Royal Opera House
A short one.
Let me just say immediately that early Verdi is not at all my cup of tea: Bel Canto without the great tunes, virtuosity without it being remotely exciting, serious plots with inappropriately jolly accompaniment, characters not yet the fully formed creations of his maturity. In short it's where the clichés that cling to Verdi's music are to be found, everything that is used as a stick to beat him with.
Phyllida Lloyd's production (revival direction by Harry Fehr) has many fine ideas and nice moments, but taken as a totality is a dull evening. Nice touches include the famous dagger represented as a blade of light running across the set, and the witches' hidden agency in almost everything. The witches are in some ways the best bit of the whole show, certainly the most characterful, comedic and engaging aspect with their sense of fun, turbans and synchronised choreography. Where the production falters is in not providing the characters with any depth - too often we're left to fill in the blanks from our knowledge of the play. Keenlyside is of course a great Verdi baritone, but even he struggled to make a strong impression here. Monastyrska had almost nothing at all to offer in the acting department. It can't be denied that Verdi's opera is less dramatically effective than Shakespeare's play, but a good production, and borrowing ideas from the original can at least make it more viable than it seemed here. The set is meant to feel monolithic and dark, and superficially it is both of these things, but it isn't dramatic or atmospheric enough to really provide the starkness its meant to.
The singing was pretty decent throughout, though Keenlyside lacked the dramatic impact he often has - and it seemed to be a combination of not quite being at ease with the music (it's very difficult) and not being made enough of a feature of by the production.
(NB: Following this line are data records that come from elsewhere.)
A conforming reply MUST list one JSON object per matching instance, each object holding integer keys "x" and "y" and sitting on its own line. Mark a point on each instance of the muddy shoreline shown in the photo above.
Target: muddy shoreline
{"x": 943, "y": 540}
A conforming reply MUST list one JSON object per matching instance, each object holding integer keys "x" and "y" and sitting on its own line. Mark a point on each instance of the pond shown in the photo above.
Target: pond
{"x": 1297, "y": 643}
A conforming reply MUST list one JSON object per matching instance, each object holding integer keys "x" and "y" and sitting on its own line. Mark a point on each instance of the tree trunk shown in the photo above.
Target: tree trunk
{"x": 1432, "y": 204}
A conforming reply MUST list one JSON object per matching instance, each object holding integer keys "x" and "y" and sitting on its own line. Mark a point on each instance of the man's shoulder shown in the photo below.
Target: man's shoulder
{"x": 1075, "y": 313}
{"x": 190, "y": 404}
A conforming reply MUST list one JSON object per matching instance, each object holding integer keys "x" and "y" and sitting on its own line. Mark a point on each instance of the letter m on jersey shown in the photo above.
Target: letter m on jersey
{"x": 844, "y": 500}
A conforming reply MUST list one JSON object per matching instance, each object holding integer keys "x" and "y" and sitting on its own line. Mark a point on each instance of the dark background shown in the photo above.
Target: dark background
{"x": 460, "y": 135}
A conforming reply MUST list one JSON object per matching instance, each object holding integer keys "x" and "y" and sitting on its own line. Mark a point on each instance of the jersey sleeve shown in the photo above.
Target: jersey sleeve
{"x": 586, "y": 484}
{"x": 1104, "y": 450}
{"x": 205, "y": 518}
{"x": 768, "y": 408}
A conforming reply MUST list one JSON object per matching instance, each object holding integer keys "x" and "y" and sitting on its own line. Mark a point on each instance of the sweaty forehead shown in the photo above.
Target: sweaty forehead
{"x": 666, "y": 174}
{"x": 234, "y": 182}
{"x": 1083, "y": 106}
What was extraordinary was Liudmyla Monastyrska's Lady Macbeth. As I have said, her acting is vestigial at best (we saw this in her last minute Aida step in last month), but the voice! Oh that voice!! It's an enormous sound, apparently effortlessly produced, but flexible enough to manage all the coloratura aspects of this role with relative ease. And not a hint of wobble. But it's not all just decibels (as I worried it might have been in Aida) - there's great dynamic range and control on show, pianissimos just as beautiful and rock solid as the stentorian outbursts. She's only now emerging as a star, and hopefully her acting will improve (history says these things rarely change though), but the voice is the thing, and she's destined for great things in that category. Surely Wagner awaits though apparently she has no plans there. She would make an incandescent Isolde, but there's still lots of time: she's only in her mid thirties, traditionally the beginning of the peak of a soprano's vocal prowess. Another great voice to watch.